Well, think of isolating yourself in your house as the government backing Fannie and Freddie. The more risky investments Fannie and Freddie took in, the more they depended on the government and the more fragile they became to possible shocks. And when that shock came in 2008, they both broke down. Their stock values dropped by more than 99%, several banks they sold securities to went under and millions of Americans lost their homes.


So, the big question: how could antifragility have prevented the financial crisis? If the government wasn’t backing Fannie and Freddie, they wouldn’t have been willing to take on those high-risk loans. Instead, they would have invested in safer loans, like the 30-year mortgage. This would have resulted in more sustainable growth.

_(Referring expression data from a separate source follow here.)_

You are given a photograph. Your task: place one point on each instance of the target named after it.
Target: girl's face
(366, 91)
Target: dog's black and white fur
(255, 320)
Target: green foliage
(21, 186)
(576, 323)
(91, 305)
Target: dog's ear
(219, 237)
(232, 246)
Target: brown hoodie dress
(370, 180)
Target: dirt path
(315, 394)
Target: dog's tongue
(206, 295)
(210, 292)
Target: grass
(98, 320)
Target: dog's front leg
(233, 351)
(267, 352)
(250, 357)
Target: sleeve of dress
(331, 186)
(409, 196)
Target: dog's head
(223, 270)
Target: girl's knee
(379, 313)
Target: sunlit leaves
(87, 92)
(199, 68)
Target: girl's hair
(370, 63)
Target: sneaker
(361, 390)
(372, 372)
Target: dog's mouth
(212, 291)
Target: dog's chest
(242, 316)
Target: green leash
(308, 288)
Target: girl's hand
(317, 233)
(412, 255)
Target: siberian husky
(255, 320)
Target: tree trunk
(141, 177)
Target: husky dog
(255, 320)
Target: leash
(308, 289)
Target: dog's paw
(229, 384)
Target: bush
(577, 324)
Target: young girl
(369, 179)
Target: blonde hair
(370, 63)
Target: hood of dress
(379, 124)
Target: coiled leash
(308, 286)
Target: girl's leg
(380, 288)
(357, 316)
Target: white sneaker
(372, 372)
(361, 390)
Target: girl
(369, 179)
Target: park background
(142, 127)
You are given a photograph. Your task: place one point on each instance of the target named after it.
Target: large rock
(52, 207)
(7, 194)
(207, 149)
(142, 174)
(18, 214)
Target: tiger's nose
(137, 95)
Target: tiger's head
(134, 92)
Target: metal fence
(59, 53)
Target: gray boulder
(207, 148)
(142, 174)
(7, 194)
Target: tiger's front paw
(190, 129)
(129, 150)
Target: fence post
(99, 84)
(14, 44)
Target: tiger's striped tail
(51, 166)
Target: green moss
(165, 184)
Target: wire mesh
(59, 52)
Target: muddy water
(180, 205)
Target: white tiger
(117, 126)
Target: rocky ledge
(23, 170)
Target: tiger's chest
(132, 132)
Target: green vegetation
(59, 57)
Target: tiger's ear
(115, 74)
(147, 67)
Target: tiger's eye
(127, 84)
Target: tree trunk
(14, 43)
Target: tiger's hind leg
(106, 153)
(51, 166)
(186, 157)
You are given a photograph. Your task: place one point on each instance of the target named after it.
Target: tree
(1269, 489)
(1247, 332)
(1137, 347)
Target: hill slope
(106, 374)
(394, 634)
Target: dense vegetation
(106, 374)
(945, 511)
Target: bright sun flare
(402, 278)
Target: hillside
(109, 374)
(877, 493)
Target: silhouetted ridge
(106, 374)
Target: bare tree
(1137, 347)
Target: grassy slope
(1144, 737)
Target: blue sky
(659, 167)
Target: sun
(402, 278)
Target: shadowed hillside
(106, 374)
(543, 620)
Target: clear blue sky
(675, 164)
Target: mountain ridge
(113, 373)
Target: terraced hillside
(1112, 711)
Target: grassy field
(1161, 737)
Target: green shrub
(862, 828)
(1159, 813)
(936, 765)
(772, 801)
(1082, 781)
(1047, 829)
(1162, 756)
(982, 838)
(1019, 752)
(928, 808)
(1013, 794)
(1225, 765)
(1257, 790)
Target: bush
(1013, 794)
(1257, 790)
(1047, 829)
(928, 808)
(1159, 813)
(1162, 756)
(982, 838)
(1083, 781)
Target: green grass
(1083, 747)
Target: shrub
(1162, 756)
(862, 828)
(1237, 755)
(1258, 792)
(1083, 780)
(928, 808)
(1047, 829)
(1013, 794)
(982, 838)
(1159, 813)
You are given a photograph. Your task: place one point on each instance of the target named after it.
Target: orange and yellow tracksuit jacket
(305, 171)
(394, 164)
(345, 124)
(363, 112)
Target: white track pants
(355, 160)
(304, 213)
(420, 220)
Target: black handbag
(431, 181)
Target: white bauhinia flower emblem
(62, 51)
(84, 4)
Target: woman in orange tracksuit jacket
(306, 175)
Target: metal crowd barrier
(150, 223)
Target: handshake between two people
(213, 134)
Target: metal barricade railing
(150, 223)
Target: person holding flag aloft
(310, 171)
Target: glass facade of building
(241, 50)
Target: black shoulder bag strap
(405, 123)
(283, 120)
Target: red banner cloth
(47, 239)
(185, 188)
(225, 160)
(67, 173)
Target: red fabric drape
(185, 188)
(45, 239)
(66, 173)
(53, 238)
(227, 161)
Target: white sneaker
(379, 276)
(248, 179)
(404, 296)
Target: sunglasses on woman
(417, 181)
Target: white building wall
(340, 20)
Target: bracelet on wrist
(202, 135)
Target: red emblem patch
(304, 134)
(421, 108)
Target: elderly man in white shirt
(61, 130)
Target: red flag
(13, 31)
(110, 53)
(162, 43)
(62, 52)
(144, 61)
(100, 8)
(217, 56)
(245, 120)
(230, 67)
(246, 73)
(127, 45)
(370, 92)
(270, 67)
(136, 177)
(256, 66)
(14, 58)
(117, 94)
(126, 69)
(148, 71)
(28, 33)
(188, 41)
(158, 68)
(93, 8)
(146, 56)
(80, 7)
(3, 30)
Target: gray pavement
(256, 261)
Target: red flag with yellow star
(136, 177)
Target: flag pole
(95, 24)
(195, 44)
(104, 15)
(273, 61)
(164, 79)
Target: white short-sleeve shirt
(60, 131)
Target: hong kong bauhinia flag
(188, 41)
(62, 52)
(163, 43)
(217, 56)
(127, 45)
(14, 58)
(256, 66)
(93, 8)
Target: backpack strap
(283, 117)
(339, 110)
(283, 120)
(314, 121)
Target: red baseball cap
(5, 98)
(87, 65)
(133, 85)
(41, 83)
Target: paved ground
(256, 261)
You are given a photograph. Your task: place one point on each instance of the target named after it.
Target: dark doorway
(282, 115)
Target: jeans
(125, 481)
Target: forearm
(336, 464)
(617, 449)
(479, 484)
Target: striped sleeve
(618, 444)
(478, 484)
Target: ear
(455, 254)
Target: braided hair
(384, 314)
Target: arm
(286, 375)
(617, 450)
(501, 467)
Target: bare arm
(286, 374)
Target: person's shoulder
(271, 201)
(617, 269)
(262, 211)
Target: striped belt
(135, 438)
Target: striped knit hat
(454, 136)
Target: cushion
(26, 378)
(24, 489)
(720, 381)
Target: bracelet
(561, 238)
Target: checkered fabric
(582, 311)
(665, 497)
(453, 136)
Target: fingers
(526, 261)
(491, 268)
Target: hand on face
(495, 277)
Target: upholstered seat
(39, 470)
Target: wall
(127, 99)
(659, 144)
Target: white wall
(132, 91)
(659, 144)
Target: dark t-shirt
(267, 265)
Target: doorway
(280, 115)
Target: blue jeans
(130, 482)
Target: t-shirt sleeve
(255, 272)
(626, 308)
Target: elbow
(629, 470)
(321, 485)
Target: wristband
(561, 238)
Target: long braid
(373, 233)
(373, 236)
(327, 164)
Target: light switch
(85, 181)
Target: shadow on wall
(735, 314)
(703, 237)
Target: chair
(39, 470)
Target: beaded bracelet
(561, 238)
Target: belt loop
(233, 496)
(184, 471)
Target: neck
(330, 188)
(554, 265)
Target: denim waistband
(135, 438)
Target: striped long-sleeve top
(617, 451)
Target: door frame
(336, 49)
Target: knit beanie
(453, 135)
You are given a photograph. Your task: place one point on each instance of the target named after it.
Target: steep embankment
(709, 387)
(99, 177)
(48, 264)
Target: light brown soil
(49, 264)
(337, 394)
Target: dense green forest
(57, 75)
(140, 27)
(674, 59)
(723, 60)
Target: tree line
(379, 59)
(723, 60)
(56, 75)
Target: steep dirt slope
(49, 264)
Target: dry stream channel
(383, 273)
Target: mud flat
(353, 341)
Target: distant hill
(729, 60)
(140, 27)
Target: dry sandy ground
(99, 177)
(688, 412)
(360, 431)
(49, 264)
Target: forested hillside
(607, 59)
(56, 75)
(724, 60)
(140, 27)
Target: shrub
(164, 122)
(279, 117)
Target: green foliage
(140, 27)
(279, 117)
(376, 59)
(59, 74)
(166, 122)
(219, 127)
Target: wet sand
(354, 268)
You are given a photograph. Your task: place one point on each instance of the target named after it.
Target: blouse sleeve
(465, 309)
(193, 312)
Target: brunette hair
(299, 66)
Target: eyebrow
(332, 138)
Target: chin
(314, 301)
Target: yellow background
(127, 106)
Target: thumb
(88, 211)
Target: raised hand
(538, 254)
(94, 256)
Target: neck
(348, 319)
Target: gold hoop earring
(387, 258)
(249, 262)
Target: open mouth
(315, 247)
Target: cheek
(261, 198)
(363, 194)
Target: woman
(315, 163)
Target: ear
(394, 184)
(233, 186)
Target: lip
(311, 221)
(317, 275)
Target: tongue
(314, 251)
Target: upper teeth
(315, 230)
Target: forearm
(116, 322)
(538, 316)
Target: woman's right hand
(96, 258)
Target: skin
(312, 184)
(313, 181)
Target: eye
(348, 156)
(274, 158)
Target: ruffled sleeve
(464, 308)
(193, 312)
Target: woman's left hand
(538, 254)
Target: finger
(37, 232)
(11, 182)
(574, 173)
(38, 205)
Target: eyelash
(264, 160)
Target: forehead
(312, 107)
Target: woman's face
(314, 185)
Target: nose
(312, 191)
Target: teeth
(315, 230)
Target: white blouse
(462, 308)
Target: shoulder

But how are the dollar and bitcoin related to fragility and antifragility?

The dollar is in the circle of government control so the government has the power to print and manipulate the currency however it pleases. This is how the Federal Reserve was able to bail out Fannie and Freddie. It just printed the money the agencies needed to stay afloat.

But Bitcoin doesn’t work this way. Bitcoin is programmed to be decentralized and finite, so a single institution can’t gain control of it and print more coins into existence. If the U.S. was operating with Bitcoin, the government couldn’t offer financial protection to anyone. This means businesses would have to behave responsibly to survive because they would understand that there is no government safety net to fall back on. Free market economies are naturally antifragile, but central institutions corrupt the free market by controlling and manipulating the currency and providing favors for well-connected industries and companies. Bitcoin just maintains the natural antifragility of the free market.

In addition to Bitcoin preserving antifragility, Bitcoin is also antifragile in its own nature.

Bitcoin uses open source peer-to-peer technology, meaning anyone with an internet connection can access Bitcoin. So if anyone tries to manipulate the currency, it can be quickly addressed by other people on the network. This is what makes Bitcoin so unique. It operates on a vast network of computers, so anyone can audit its supply and transfers at any time. This is the opposite of fiat currency, which is centrally managed behind closed doors. No one knows if, when or how a fiat currency is being manipulated. We are all simply told to stop asking questions and trust the higher-ups at the Federal Reserve.

Bitcoin transfers that freedom, power and knowledge back to the people. And whenever someone tries to take that power from us, Bitcoin adapts and improves, maintaining its decentralized and finite nature.


This quote by Parker Lewis sums up Bitcoin’s antifragility perfectly:

“While it is easy to fall into a trap, believing Bitcoin to be untested, unproven and not permanent, it is precisely the opposite… each time proving to be up to the challenge and emerging from each test in a stronger state.”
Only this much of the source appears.